Diary

Entry 4

Where the towers once were

I got an e-mail today from one of the colleagues I worked with on the injection drug use project. He is also an anthropologist and just got back from a trip exploring injection drug use in Bangladesh. I was thinking about Bangladesh last night because my cab driver was Bangladeshi. I was there last year on “vacation” visiting a friend who is spending two years there. It is a tough, intense, and fascinating country. Traveling there made me feel as though I was really on an adventure. (On one flight they put a man with one arm in the emergency exit seat. I also found myself on ferries bursting with people, livestock, trucks, and cars; stuck in three hours of traffic on a bicycle taxi; tracking tiger paw prints; fitted for a salwar kameez; and sprinkled with marigold blossoms at a Hindu puja.) Working domestically, I sometimes miss that rush of absorbing new vistas and making my way around in languages that I will never speak. Yet I do love New York City, and last night, my perfect cab ride home across the Brooklyn Bridge and through the illuminated downtown darkness made me remember why.

There are, in fact, many possibilities for “foreign” experiences right here in New York, and sometimes this job enables me to participate in them. Several days ago, I got a call from a colleague explaining that there had recently been several reports in other states that a toxic substance from the Dominican Republic was being sold as deodorant here. My colleague wanted to know how to do rapid outreach on this topic. As the deodorant was primarily being sold in botanicas (stores that sell healing and other products) and the people falling ill were Dominican, we talked about going to the neighborhoods with large Dominican representation, speaking with people who worked in Dominican community centers and clinics that serve a large Dominican clientele, and going to the botanicas directly to talk with the product vendors.

These kinds of issues emerge on a weekly basis and really keep me on my toes and aware of the wide variety of areas in which Department of the Health and Mental Hygiene works. While this situation was fairly straightforward, others are not, for a variety of reasons. Bioterrorism, for example, is a problem that is not straightforward in any way, but rather a vortex of powerful opinions, emotions, and politics. Toxins with bioterror potential are not as easy to deal with as toxic deodorant.

Obviously, since Sept. 11, 2001, bioterrorism has been on the mind of a lot of people—especially in New York City. For me, the idea of bioterrorism is so terrifying that I try to banish any thought of an attack—biological or other—from my head. Living under the specter of terrorism has remarkably changed the sense of freedom I used to feel in New York. (The whole duct tape fiasco also shows how much trouble the federal government is having providing sound leadership on this topic, which makes things even scarier and more uncertain.) Yet my job forces me to think about bioterrorism, specifically the risks associated with the intentional unleashing of organic pathogens.

Smallpox is ugly

Currently I am working on an evaluation of the smallpox vaccination program that was implemented in New York City last year. We’re interested in learning the reasons why health-care and other municipal workers decided to be vaccinated and the reasons why they opted not to get vaccinated. (I personally opted out because I was born before ‘73, which means I had already been vaccinated; I also didn’t think the risk of an attack was significant. My colleague, Lorna, on the other hand, felt it was her duty as a public health worker to be vaccinated—she could then be what’s called a “first responder” in an intervention responding to an attack.) Talking to people, you begin to realize that this decision goes to the heart of how they feel about issues that go way beyond deciding to receive the smallpox vaccine or not. Our preliminary data suggest that decisions regarding vaccination are based on—among other things—concerns over side effects, but also how people feel about the fear of a smallpox attack, trust in national leadership, patriotism, and the state of the world in general.

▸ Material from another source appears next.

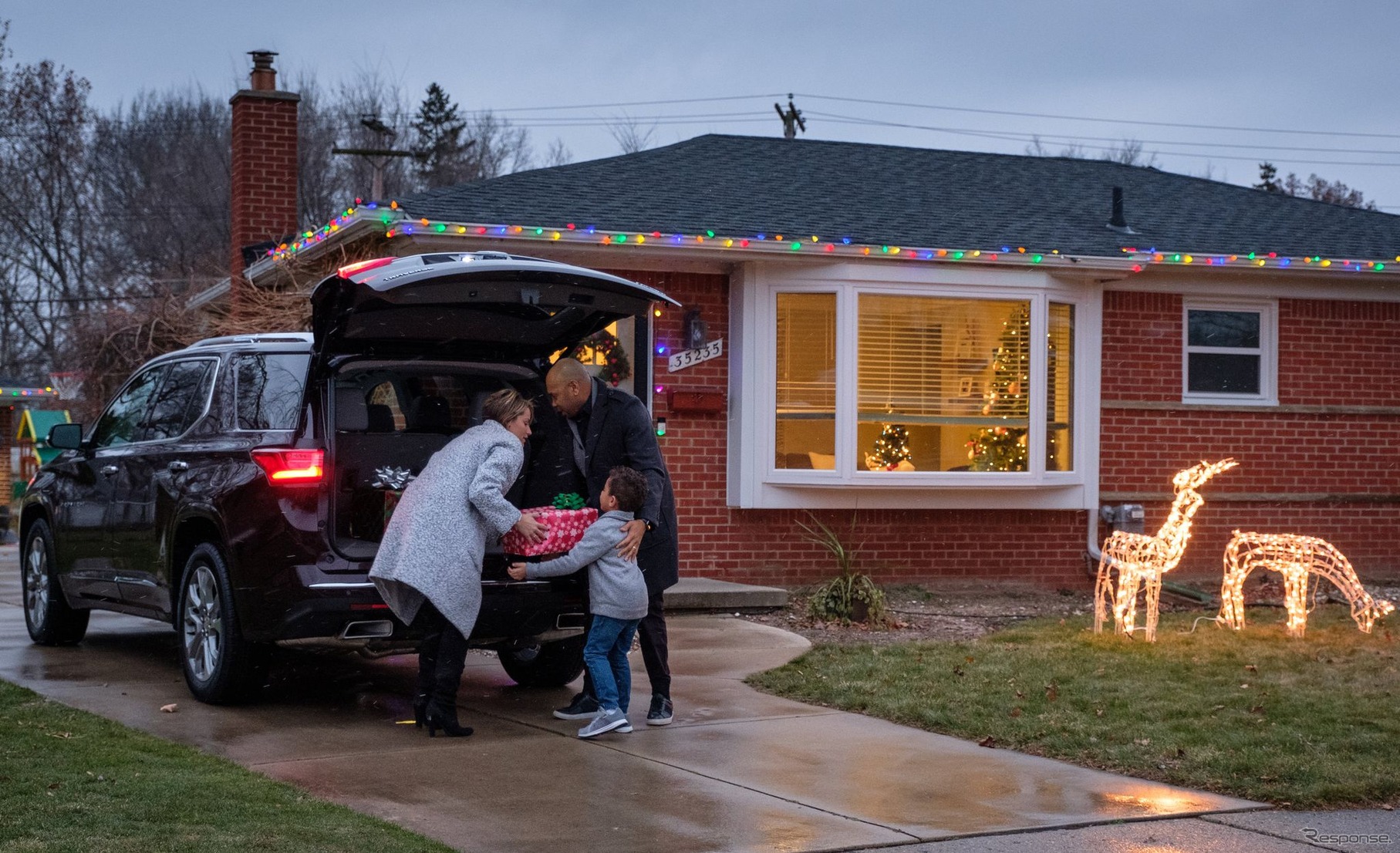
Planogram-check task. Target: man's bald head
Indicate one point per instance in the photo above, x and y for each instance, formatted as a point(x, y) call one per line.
point(568, 386)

We’re hoping that learning about the decision-making process in this situation will enable us to develop initiatives that respond to people’s concerns not only about smallpox, but about other organic pathogens, and that we’ll be able to use information to help those who may be on the front lines during an attack—doctors, nurses, hospital personnel—to understand the importance of being vaccinated. Of course I hope we never experience an attack, but being prepared at least provides a modicum of comfort.

This is heady stuff. Tonight, to get away from it, I’m having some friends over for virgin cosmopolitans and a Sex in the City DVD-a-thon. Sometimes that is the kind of New York that I need to return to.